If she’d sent me a shortlist of professionals, I would have used her recommendations. For an advisor, the goal doesn’t have to – and shouldn’t be – earning a referral fee. Instead, the benefit for an advisor should be establishing a relationship with you and the other financial professionals you’re working throughout the buying process. Advisors aren’t required to tell you about referral fees they receive for non-registerable services but, as a client, you’ll likely want to know about such fees.

In the days after my offer was accepted, I was busy signing paperwork, completing mortgage forms, collecting documents and running to the bank for drafts. During that period, I turned to my mortgage broker, who sent me a list of all the documents I needed to gather.

To simplify your to-do list, I suggest asking your advisor or mortgage specialist and realtor to send you a list of all the documents you’ll need to collect, sign and send back.

What’s next?

I’ve paused my investment plan for a few months while I see how mortgage payments, condo fees and utility bills impact my budget. If you’d like help deciding whether or not you should keep investing after buying a home, ask your advisor to run through your costs and devise a budget for you, with an updated savings rate. That budget should take into account the question I’m now grappling with: how do I balance saving for retirement with paying off my mortgage?

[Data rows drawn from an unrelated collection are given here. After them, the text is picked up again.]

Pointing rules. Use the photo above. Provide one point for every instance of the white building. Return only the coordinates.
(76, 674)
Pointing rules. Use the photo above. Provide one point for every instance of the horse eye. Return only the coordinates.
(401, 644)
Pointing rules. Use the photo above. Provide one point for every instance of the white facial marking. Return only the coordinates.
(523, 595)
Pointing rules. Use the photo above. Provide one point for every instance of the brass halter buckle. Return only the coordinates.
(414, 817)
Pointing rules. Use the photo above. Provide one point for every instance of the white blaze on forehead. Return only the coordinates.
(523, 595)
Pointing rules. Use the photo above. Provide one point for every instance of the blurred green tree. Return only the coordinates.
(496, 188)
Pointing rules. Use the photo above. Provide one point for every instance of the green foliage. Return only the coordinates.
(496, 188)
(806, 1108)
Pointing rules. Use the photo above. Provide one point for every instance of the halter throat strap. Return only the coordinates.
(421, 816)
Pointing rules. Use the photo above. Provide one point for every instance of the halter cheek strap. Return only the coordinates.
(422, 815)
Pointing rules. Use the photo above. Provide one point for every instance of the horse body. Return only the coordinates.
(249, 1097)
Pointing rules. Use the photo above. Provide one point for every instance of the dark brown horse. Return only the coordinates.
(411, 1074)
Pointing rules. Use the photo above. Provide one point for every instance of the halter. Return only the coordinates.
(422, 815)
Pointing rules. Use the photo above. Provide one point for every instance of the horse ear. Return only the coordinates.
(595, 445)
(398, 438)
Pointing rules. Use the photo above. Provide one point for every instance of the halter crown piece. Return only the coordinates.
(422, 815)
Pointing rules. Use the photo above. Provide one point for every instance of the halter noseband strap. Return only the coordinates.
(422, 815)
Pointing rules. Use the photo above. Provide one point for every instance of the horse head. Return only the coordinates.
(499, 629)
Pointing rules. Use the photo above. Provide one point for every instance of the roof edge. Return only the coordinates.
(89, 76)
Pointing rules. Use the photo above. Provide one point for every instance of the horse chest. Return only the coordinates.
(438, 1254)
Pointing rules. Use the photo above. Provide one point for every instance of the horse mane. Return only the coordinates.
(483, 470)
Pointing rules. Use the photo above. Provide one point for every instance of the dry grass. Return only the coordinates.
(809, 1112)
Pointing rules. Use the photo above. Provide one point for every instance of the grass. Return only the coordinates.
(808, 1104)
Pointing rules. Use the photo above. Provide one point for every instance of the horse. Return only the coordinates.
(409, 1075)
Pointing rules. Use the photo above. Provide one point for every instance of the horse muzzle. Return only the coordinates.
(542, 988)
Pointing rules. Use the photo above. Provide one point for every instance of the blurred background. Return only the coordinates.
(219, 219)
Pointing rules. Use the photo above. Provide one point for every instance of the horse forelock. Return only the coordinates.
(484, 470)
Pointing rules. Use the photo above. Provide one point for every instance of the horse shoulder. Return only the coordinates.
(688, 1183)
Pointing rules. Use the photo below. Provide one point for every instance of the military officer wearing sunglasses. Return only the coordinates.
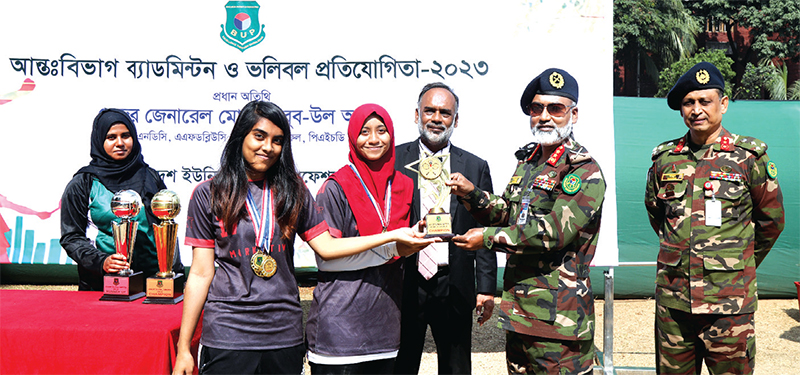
(547, 220)
(713, 199)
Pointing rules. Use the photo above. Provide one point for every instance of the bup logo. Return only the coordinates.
(242, 30)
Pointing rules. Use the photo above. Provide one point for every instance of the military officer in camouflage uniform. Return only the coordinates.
(714, 201)
(548, 220)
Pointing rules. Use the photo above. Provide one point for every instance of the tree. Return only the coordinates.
(669, 76)
(776, 26)
(653, 33)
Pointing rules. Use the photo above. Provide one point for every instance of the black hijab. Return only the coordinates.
(132, 172)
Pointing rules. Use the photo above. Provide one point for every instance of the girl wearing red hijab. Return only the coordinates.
(354, 322)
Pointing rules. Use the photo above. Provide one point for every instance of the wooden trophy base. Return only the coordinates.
(439, 225)
(165, 290)
(123, 288)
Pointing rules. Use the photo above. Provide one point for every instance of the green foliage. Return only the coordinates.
(754, 82)
(765, 81)
(657, 32)
(793, 93)
(775, 25)
(670, 75)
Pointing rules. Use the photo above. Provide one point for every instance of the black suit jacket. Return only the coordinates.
(463, 264)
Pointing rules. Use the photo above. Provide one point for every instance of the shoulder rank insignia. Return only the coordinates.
(719, 175)
(542, 182)
(679, 147)
(772, 170)
(725, 144)
(571, 184)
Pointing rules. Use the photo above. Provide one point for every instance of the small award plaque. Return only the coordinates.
(165, 287)
(432, 178)
(125, 286)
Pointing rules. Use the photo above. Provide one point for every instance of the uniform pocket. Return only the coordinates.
(724, 273)
(671, 194)
(732, 196)
(669, 275)
(537, 298)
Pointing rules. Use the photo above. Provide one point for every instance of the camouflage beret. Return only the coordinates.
(702, 76)
(552, 81)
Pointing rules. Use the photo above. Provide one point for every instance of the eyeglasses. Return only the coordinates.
(554, 109)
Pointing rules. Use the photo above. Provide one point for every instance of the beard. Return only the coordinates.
(440, 139)
(555, 136)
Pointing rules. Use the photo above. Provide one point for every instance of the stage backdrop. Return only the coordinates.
(184, 69)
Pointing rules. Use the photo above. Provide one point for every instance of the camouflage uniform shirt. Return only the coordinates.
(706, 269)
(548, 220)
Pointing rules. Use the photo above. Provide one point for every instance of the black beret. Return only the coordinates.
(702, 76)
(552, 81)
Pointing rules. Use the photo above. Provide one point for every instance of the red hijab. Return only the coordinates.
(376, 175)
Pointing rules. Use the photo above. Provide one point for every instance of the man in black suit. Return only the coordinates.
(446, 295)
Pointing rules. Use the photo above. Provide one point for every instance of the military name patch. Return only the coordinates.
(671, 177)
(542, 182)
(571, 184)
(718, 175)
(772, 170)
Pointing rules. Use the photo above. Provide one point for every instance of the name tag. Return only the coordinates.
(670, 177)
(713, 213)
(542, 182)
(523, 211)
(734, 177)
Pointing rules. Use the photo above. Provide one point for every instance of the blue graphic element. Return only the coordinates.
(25, 250)
(242, 21)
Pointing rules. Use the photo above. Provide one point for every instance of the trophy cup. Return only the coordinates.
(165, 287)
(432, 178)
(126, 285)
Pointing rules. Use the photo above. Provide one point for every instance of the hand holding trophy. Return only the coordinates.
(126, 285)
(165, 287)
(433, 194)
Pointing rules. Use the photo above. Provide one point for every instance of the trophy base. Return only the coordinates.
(165, 290)
(445, 237)
(121, 288)
(439, 225)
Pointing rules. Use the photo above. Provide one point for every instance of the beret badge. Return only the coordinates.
(702, 76)
(556, 80)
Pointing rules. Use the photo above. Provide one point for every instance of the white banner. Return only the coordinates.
(183, 70)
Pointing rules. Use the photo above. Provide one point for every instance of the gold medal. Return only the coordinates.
(269, 266)
(430, 168)
(257, 263)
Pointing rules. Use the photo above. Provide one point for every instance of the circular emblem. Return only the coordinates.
(257, 263)
(269, 267)
(430, 168)
(571, 184)
(702, 76)
(556, 80)
(242, 21)
(772, 170)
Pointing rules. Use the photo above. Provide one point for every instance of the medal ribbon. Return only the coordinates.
(263, 228)
(384, 219)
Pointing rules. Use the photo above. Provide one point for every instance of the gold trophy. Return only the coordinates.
(432, 178)
(165, 287)
(126, 285)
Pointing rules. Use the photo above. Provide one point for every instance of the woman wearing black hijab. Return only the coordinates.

The wrong approach for an advisor would be to pressure you to jump back into investing without helping you establish new goals. A first-time homebuyer goes through a financial coming of age. So even if you’re a confident investor and are financially literate, be prepared for the stress that comes with buying a home.

Also remember that your advisor should be demonstrating why she values your business – and why you should value him or her – during the buying process. This can include calling to check in with you, offering continuous advice and support beyond just how to withdraw your deposit, and helping you plan for your financial future. If this happens you’ll end up with not only a new home but also a lifelong partner for your financial plan.